My dog will not quit scratching. He is leaving bald spots and sores all over him. He doesnt have fleas i have him treated every month with frontline. I normally keep him groomed about every month but i havent been able to take hime because of all the sores on him and i dont want the razor to irritate his skin worse. I ask the groomer what i could do cause you can see his skin flake and she said to put fish oil in his food and give bath only twice a month in oatmeal shampoo ,which i do, and to give him benadryl and i did all of that and nothing has helped. Please tell me something i could do for him i feel so bad for him
1 Responses
931674 tn?1283485296
I recommend taking your dog to your veterinarian for examination and treatment. The most common reasons for itchy skin in dogs include skin infections, microscopic skin parasites such as fleas, scabies or demodex mites, food allergy, or pollen/dust allergies.

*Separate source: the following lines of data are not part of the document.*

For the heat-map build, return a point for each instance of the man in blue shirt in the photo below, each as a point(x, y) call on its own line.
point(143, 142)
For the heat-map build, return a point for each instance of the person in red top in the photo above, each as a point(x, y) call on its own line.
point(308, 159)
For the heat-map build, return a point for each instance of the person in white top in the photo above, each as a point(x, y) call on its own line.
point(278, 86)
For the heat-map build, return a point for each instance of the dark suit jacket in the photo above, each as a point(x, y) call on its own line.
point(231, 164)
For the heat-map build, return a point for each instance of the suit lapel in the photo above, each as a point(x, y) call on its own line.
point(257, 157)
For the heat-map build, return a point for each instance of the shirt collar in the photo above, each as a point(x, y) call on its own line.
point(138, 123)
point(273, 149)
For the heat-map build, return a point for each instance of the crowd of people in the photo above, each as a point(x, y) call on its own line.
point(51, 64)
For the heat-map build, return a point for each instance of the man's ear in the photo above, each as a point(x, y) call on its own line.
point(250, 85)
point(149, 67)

Dogs with fleas or allergies commonly scratch and traumatize themselves, creating secondary bacterial skin infections/rash and hotspots that make the itch worse. From your description, your dog likely has infected hotspots, which is something that needs veterinary care.  If skin infection is present, it is treated with antibiotics for 3-4 weeks and mild antibacterial shampoos. Although Frontline is a good flea preventative, it would be worth trial treating your dog for scabies with Revolution; this product kills fleas as well as the hard to find microcopic skin mites that can mimic allergies. The itch can be treated symptomatically with mild oatmeal shampoos, fatty acids, antihistamines or a short course of oral steroids prescribed by your veterinarian, but steroids are not a good choice for long term treatment due to their many side effects. If your dog's itch persists or recurs despite antibiotics, parasite control and symptomatic medications, then I would suggest talking to your veterinarian about a prescription hypoallergenic diet. There is no accurate skin or blood test for food allergy; the test and the treatment are the strict hypoallergenic diet trial for 6-8 weeks with no other treats or foods. Lastly, if your dogs' symptoms persist despite all of the above, or if the symptoms only occur during certain seasons, then talk to your veterinarian about referral to a veterinary dermatologist for possible allergy skin testing and desensitization injections for pollen/dust allergies to identify and treat the underlying cause of the itch and recurrent infections, rather than just treating symptoms with medications (veterinary dermatologists can be found in your area by going to www.acvd.org and clicking on the "find a dermatologist" button). Hope that helps!